Like Kent, I made a few awards at the party. For example, Jay won the coveted “Worst Parent” award by allowing his daughter to fall into the pool. I could say something in his defense like it wasn’t his fault and that he was spouse-less with two kids in tow and that just her legs got wet, but I think it’s funnier to just tease him and make like it was a big horrible deal. I almost beat him to that award as Isabella was climbing on rocks at the edge of the pool, teetering on her not-so-stable legs. Serena asked me if she would jump in, and I told her, “No, but she might fall in.” Then I grabbed another pretzel and watched as Isabella leaned way out over the edge to put a leaf down into the water so a drowning bee could have a boat to float on. The bee spurned her help -- the ingrate.

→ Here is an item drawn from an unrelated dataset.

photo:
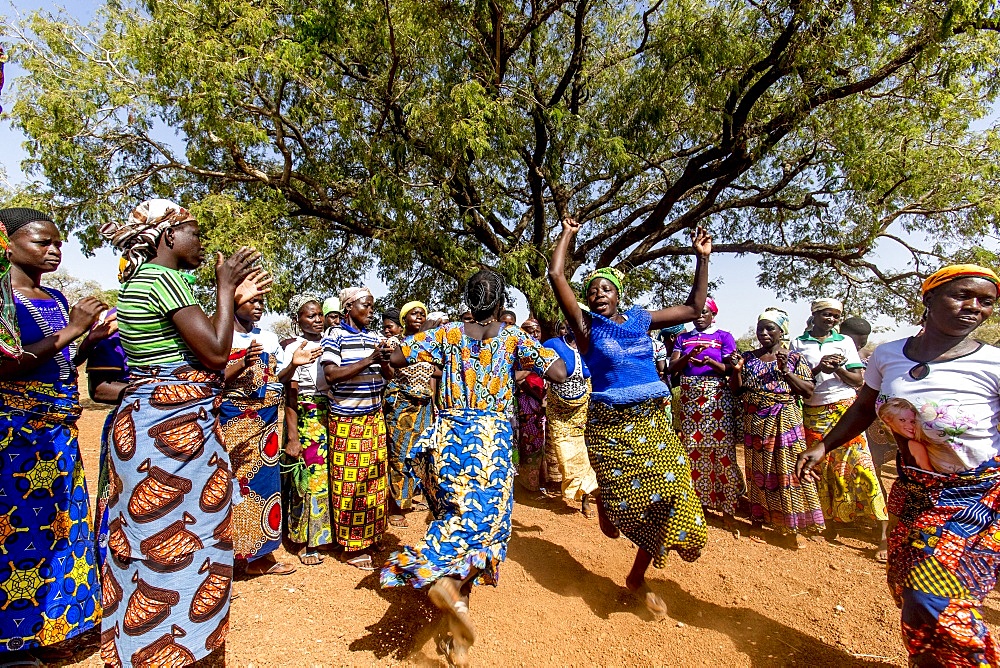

So I probably came in at a close 2nd for the “Worst Parent” because of the above and because I discovered that Isabella had been dropping pebbles into the pool. I counted around twenty of them in there. Sorry about that, Raffi.
Later, after tiring from hauling all of the gravel into the pool, Isabella was fascinated by a set of speakers disguised as a rock. It was pretty cool to me, too. Less impressed was Madeline, sitting next to me on the diving board. She was looking past the rock speakers (hey, I think I get it now!) and getting a tad freaked by the masses of bees visiting the flowering waxleaf ligustrums. I assured her that they only attack when they sense fear, and for some reason she decided it was a good time to sprint into the house.
Other highlights: (like Kent mentioned) Cristina’s awesome Romanian parents brought some awesome homemade Romanian liquor made from apricots called Tuica. Saying “Noroc!” I drank a small bit, waiting for the hammer blow of rotgut to slam me in the throat. It never came. I was shocked at how good it was. I had to take another drink just to be sure… Yep, it was.
In addition to getting Kent’s dessert award, Serena won my “Weirdest But Awesomest Vegetable” award for this thing that I was told was a cross between a broccoli and a cauliflower that had a taste wonderfully absent of cauliflower, a vegetable that typically gives me the dry heaves at the faintest whiff. It was pale green, right? Wrong! It was orange. Makes me a little suspicious… I think broccoli daddy needs to bug cauliflower mommy’s phone to see if Mr. Carrot has been a-callin’. (I’ll be shocked if Carrie let’s this little aside make it through.) (CARRIE EDITORIAL NOTE: My dork husband is thinking of “brocco-flower,” a pale green cross between broccoli and cauliflower. What Serena served was yellow cauliflower. If Matt ever went to the store, he might get a clue. However, he’s so proud of his little funny bit above that I don’t think I’ll tell him.)
And the weather was perfect. It was an all-around great night. Nobody tell Joey, okay? I think he had a pretty good time himself. Let’s just tell him that it was lame and that we just played LD charades all night – not too much to choose from there: “Rain Man,” “Forrest Gump,” … that’s all I can think of. Or, we can tell him that we just played PDD Scrabble or exchanged GFCF recipes all night.
The truth is, with this crowd, I think we would have had fun at that too.